I am intrigued. Hopefully they can maintain a similar extent of tactile feedback.

TBH, if tactile feedback (more importantly, discrete keys with tactile boundaries) could be designed into a touchpanel-based keyboard, and have the touch tech. not be prone to accidental keystrokes, it might be something. But as of now, touchpanel keyboards have nothing like this, so typing with them is major teh suck. Just thinking out loud...
 
[citation][nom]teh_chem[/nom]I am intrigued. Hopefully they can maintain a similar extent of tactile feedback. TBH, if tactile feedback (more importantly, discrete keys with tactile boundaries) could be designed into a touchpanel-based keyboard, and have the touch tech. not be prone to accidental keystrokes, it might be something. But as of now, touchpanel keyboards have nothing like this, so typing with them is major teh suck. Just thinking out loud...[/citation]

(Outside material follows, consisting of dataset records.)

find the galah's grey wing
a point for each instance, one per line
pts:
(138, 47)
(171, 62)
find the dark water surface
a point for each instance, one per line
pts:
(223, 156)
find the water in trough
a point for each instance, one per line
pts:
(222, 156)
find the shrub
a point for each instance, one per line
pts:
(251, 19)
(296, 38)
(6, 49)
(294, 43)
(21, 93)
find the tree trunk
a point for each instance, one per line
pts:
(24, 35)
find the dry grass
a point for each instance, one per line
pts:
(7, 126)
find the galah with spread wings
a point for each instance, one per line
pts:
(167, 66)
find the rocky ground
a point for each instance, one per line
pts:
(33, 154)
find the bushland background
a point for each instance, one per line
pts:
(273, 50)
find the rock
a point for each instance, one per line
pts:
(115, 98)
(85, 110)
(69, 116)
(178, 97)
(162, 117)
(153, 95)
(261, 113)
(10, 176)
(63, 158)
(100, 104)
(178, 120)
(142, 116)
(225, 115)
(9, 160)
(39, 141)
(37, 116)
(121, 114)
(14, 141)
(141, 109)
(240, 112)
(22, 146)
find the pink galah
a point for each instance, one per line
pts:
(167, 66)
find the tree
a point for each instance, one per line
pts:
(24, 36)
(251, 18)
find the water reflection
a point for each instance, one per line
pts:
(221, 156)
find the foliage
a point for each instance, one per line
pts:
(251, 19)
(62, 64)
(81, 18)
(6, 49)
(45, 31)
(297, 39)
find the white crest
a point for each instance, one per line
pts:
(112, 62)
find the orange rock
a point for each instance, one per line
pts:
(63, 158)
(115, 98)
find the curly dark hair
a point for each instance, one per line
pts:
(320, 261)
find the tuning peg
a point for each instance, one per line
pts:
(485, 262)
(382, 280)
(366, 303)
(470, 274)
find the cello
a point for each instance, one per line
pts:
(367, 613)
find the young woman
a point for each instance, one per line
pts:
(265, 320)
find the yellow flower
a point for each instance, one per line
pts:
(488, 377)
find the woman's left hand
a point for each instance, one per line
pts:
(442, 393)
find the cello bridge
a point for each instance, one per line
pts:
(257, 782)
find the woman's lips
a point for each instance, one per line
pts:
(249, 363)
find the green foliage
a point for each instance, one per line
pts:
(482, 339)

This is what has be considering a Blackberry Bold right now. I mostly use my phone for sending messages anyway.
 
Interesting. Having to type with different levels of force to dictate capitalization would take some getting used to, and could allow one to re-purpose the shift and caps keys. Hopefully the keys still have reasonable tactile feedback or I won't use one. IMO the keys on the early 2008 MacBook Pro (right before unibody and with concave keys) are ideal for a laptop. The concave surface guides my fingers to the center of the keys far better than the flat plane of modern chiclet keys. Maybe I'm just old-school :/
 
[citation][nom]Tab54o[/nom]I don't agree. they just keep making things smaller and thinner but also less functional. Function before form!!! ALWAYS.[/citation]
before screaming wait and test it...
And by the way, thinner also mean more space for battery on laptop, and so more function.
So please instead of directly accusing everything new for being different than what you have imagined, wait and see...
 
Great... capacitive. So when your fingers rest on some keys on the keyboard or even just unnoticingly "touch" keys you dont intend to hit, you start typing "ljs[ckalwd" on your document.